Report Generation with Grep

bharath.gct · April 1, 2010, 9:59pm

All,

I am pretty new to Unix Environment. I am not sure if my requirement can be accomplished in Unix. I did try searching this forum and others but could not get an answer. Requirement is explained below:

I have a set of files in a folder.

file1_unload
file2_unload
file3_unload
file1_load
file2_load
file3_load
file1_dat
file2_dat
file3_dat

And each file will have similar type of input. I will just give a files output for example:
file1_unload

Started at 22:24:32
593456 records unloaded
Ended at 23:08:40

file1_load

Started at 23:09:01
Loaded records 345298
Ended at 00:12:25

You can similarly imagine values for other unload and load files. And dat files will have the data in ASCII format. Now I want a report be created which looks like the following:

file1 <file1_dat's size> 593456 22:24:32 23:08:40 00:44:08 345298 23:09:01 00:12:25 01:03:24
file2 <file2_dat's size> <Unld> <UnldSt> <UnldEd> <timeDF> <Load> <LoadSt> <LoadEd> <timeDF>
file3 <file3_dat's size> <Unld> <UnldSt> <UnldEd> <timeDF> <Load> <LoadSt> <LoadEd> <timeDF>

For better understanding, the fields in the report are:

Part of the filename (file1, file2 etc.), NOT the entire filename.
Respective dat file's size.
Unloaded records from the respective Unload file.
Start Time from the respective Unload file.
End Time from the respective Unload file.
Time Difference between 4 and 5th columns.
Loaded records from the respective Load file.
Start Time from the respective Load file.
End Time from the respective Load file.
Time Difference between 8 and 9th columns.

Let me know if this can be done in UNIX. If so, please help me do it.

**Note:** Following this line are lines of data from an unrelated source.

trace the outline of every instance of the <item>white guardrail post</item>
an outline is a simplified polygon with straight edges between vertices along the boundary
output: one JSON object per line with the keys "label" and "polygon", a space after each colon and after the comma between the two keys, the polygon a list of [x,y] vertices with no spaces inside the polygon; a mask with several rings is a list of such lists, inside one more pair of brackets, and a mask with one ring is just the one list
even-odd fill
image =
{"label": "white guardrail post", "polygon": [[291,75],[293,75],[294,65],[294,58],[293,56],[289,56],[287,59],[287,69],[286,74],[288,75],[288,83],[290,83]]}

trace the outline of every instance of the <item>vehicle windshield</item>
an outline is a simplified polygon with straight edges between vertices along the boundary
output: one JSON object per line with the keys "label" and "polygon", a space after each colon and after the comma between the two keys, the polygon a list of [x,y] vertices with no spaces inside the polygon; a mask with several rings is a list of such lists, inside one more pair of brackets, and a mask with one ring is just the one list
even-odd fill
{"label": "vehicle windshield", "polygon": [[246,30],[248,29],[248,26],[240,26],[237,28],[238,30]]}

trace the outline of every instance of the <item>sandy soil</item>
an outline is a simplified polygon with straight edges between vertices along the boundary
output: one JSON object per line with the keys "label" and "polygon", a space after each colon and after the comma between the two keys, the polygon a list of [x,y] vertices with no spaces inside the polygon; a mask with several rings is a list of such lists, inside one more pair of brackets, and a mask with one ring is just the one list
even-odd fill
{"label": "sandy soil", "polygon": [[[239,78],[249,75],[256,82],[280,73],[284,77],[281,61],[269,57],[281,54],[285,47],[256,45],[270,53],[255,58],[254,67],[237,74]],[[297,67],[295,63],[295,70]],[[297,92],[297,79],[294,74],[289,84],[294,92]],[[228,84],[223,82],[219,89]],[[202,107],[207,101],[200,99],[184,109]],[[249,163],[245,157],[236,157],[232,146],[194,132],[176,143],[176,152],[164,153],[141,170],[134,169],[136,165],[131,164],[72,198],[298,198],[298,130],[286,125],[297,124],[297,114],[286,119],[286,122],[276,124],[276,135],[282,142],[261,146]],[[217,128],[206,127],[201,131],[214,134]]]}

Let me know for any questions on the inputs.

Thanks in advance,
Bharath

thegeek · April 1, 2010, 10:20pm

Yes you can do it, with the lot of utilities available.

But before that, what have you tried so far ?

bharath.gct · April 1, 2010, 10:34pm

Hi thegeek,

thanks for replying quickly. Here is what I am doing now. I have tried to do this, 1 column at a time, with Grep. Following are the Greps I used.

For columns 1 and 2:
ls -lrt

For Unload records: (Col 3)
grep -h " records " *_unload | awk '{print $1}'

For Unload Start and End Times: (Col 4, 5)
grep -h Started `ls -rt -1 *_unload`
grep -h Ended `ls -rt -1 *_unload`

No idea of how to get the Time Difference. (Col 6)

For Load records: (Col 7)
grep -h " records " *_load | awk '{print $3}'

For Load Start and End Times: (Col 8, 9)
grep -h Started `ls -rt -1 *_load`
grep -h Ended `ls -rt -1 *_load`

Again, No idea of how to get the Time Difference. (Col 10)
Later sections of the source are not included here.